Aunque de poco sirve llorar sobre la leche derramada, como dicen los norteamericanos, y la pregunta del momento es: ¿estamos todavía a tiempo de hacerlo? Pienso que sí. Y no solo porque en este mundo todo tiene arreglo menos la muerte, que en este caso sería despeñarnos por el camino que vamos, sino también porque los españoles hemos pasado por pruebas tan duras o más. Pero para ello necesitamos aceptar la realidad. Y la realidad es que el Estado del bienestar no es una fórmula mágica para crear riqueza de la nada. La riqueza hay que trabajarla, y lo primero que tendrá que hacer el nuevo Gobierno será separar los gastos imprescindibles de los que podríamos llamar suntuarios. Imprescindibles son la sanidad, el fomento del empleo y la educación, único modo de que seamos competitivos. Todo el resto es prescindible, al menos en los tiempos de crisis que atravesamos. Quiere ello decir que no todas las ciudades españolas podrán tener tren AVE, ni aeropuerto, ni palacio de congresos, ni museo diseñado por un arquitecto famoso, ni festival de cine internacional ni premio literario de campanillas, y los españoles tendremos que prescindir de los «puentes», «acueductos», «moscosos» y otras canonjías que hemos ido acumulando en estos años de vacas gordas, pero que no tienen razón ni sentido en los de vacas flacas actuales. Por no hablar ya de las ínfulas de Estado que se dan ciertas autonomías, imitadas paletamente por las restantes.

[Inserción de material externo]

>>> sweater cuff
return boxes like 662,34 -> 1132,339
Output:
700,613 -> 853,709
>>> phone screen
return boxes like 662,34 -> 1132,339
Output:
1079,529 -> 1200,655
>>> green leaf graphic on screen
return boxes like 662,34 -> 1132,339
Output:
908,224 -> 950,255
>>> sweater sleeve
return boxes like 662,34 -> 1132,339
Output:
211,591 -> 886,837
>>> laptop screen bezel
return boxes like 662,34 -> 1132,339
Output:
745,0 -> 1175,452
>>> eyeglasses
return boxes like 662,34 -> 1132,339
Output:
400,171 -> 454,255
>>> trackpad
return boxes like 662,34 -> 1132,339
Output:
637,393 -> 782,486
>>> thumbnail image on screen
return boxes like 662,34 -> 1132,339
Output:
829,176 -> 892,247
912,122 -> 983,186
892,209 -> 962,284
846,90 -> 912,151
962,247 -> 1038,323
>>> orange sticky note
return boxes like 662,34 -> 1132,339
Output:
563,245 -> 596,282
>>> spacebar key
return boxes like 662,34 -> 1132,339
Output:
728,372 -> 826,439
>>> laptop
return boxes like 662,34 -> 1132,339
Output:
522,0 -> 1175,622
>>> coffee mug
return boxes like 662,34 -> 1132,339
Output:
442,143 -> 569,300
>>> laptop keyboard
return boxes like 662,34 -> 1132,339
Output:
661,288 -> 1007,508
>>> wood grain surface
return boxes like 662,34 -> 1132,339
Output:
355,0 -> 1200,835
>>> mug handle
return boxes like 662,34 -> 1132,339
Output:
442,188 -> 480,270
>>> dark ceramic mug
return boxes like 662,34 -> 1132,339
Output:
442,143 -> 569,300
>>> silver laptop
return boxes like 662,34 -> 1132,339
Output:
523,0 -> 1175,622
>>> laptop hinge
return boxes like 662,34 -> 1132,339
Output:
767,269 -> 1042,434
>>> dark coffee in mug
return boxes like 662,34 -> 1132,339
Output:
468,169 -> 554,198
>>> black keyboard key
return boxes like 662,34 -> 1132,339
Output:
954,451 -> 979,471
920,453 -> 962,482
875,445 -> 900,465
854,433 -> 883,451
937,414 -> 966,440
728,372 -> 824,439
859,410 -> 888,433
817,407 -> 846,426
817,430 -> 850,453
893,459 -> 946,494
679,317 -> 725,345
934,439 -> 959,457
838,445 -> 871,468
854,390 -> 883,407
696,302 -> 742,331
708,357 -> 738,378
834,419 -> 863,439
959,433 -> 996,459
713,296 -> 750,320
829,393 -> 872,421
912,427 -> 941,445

Por ahí se han ido en los últimos años ríos de dinero, y por ahí habrá que cortar, para sostener el Estado del bienestar sobre bases firmes y mantenerlo en sus justos límites.

¿Seremos capaces? Sinceramente, no lo sé. Lo que sí sé es que, de no hacerlo, de seguir como hasta ahora, nos vamos de cabeza a lo que temían nuestros abuelos: a África.

Por José María Carrascal, periodista.